Multiple waves

library(aedseo)

Methodology

This method uses the seasonal onset and burden level methodology to estimate multiple waves for diseases that do not follow a one peak per season pattern. The burden levels are used to define when the first wave has ended by dropping below the desired intensity breakpoint, whereafter a new wave can start. The seasonal onset method is used to determine each wave onset - in the same way as for the single seasonal onset.

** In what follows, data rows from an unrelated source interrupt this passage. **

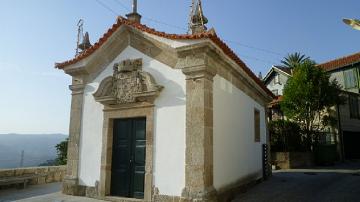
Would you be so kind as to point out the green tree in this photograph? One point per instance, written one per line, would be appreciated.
(61, 149)
(294, 59)
(308, 98)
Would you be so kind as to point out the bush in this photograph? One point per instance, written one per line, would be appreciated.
(285, 136)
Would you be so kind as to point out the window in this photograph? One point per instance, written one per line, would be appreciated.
(350, 78)
(275, 92)
(257, 125)
(277, 78)
(354, 107)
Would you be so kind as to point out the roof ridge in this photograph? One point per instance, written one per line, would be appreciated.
(211, 34)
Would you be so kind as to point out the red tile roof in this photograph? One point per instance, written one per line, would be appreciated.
(276, 101)
(206, 35)
(341, 62)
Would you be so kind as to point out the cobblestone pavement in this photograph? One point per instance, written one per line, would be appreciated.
(333, 184)
(30, 191)
(59, 197)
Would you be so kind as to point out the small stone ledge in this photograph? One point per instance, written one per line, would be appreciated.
(46, 174)
(229, 192)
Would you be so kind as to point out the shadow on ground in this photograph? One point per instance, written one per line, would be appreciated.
(338, 183)
(31, 191)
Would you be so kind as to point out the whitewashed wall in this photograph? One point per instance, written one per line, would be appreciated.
(236, 154)
(169, 130)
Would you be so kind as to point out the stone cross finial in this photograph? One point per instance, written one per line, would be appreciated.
(197, 18)
(134, 16)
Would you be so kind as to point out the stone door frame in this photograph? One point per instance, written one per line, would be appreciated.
(135, 110)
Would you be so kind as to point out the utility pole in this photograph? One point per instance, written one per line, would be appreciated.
(22, 159)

The combined_seasonal_output() function implements this functionality by defining the following variables:

Applying the multiple waves algorithm

As an example we first generate cases in a tsd object, with the generate_seasonal_data() function. Then we rescale time from monthly to weekly observations to get multiple waves.

set.seed(222)
tsd_data_monthly <- generate_seasonal_data(
  years = 14,
  phase = 3,
  start_date = as.Date("2020-05-18"),
  noise_overdispersion = 5,
  time_interval = "months"
)

tsd_data <- to_time_series(
  cases = tsd_data_monthly$cases,
  time = seq.Date(
    from = as.Date("2020-05-18"),
    by = "week",
    length.out = length(tsd_data_monthly$cases)
  )
) |>
  dplyr::filter(time < as.Date("2023-05-22"))
plot(tsd_data)

Estimate disease-specific threshold

Then we estimate the disease-specific threshold.

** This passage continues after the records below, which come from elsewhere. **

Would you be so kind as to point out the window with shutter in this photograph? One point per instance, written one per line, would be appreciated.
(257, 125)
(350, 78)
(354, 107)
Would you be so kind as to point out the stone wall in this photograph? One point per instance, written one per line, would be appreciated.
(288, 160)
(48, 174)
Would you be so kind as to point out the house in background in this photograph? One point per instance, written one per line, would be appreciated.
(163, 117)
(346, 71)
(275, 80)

disease_threshold <- estimate_disease_threshold(tsd_data)

Estimate multiple waves

Multiple waves are estimated such that after a wave onset, observations have to decrease below the low intensity level for two time steps to end the wave. A new wave can then start if observations fulfill the seasonal onset criteria.

multiple_waves <- combined_seasonal_output(
  tsd_data,
  disease_threshold = disease_threshold$disease_threshold,
  multiple_waves = TRUE,
  burden_level_decrease = "low",
  steps_with_decrease = 2
)

Plot the comprehensive seasonal analysis with multiple waves

From the plot we can observe that season 2023/2024 has five waves.